Physiotherapist or Chiropractor?
I frequently get asked by patients here at Lushington Chiropractic in Eastbourne, what is the difference between a chiropractor and a physiotherapist? Well, there are a lot of similarities between both professions. We both use manual therapy and prescribe exercises to help people move and feel better. So it’s an understandable question, but like most things in life the devil is in the detail as to what the differences are. My personal view is from that of a chiropractor, but I have worked alongside physio’s in the past and will be as impartial as I can be.
What do physiotherapists and Chiropractors have in common?
Based on the NHS choices website definition of physiotherapy, it is described as a profession that helps to restore movement and function when someone is affected by injury, illness, disability. It can also help to reduce the risk of injury or illness in the future. It takes a holistic approach that involves the patient directly in their own care. From this definition you can see there are a lot of similarities between physiotherapists and chiropractors. The most obvious being the focus on restoring movement and function. We both share those goals of wanting you to move and feel better. We also both use manual therapy to help achieve that goal. Generally manual therapy is used more by physiotherapists working within private practice than those working within an NHS hospital setting which is moving more towards exercise based treatment approach.
What kind of manual therapy techniques do chiropractors and physiotherapists use?

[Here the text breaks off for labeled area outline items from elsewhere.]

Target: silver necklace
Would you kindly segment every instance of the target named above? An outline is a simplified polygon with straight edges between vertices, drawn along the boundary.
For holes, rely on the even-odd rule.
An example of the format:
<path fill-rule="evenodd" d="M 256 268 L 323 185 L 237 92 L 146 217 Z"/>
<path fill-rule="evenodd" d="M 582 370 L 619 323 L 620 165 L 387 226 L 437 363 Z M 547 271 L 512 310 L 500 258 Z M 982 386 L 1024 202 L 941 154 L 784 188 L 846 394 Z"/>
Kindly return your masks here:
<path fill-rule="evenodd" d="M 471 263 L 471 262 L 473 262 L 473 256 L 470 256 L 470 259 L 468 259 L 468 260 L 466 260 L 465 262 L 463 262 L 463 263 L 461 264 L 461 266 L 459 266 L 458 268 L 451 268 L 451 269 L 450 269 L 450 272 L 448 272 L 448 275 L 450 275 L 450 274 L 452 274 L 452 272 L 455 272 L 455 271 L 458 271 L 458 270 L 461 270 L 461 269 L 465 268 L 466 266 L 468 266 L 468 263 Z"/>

We both use a variety of soft tissue techniques such as massage or trigger point therapy for treating stiff and sore muscles. We can combine that with different stretching techniques to help reduce stiffness that can build up within muscles. To help joints move better, we both use joint mobilisation techniques. These are repetitive movements of joints into a specific direction, usually into the direction of joint stiffness. Looking at the updated guidelines from the National Institute of Clinical Excellence (NICE) for the treatment of lower back pain. Spinal manipulative therapy is recommended. Incidentally NICE is the organisation that recommends the best practice for the treatment of certain conditions. These guidelines are often used by GPs, consultants and other health care professionals. Chiropractors and osteopaths are trained to manipulate the spine within their education. Whereas if a physiotherapist or GP wants to use spinal manipulation, they have to undergo additional post graduate training.
What sort of education does a chiropractor or physiotherapist have?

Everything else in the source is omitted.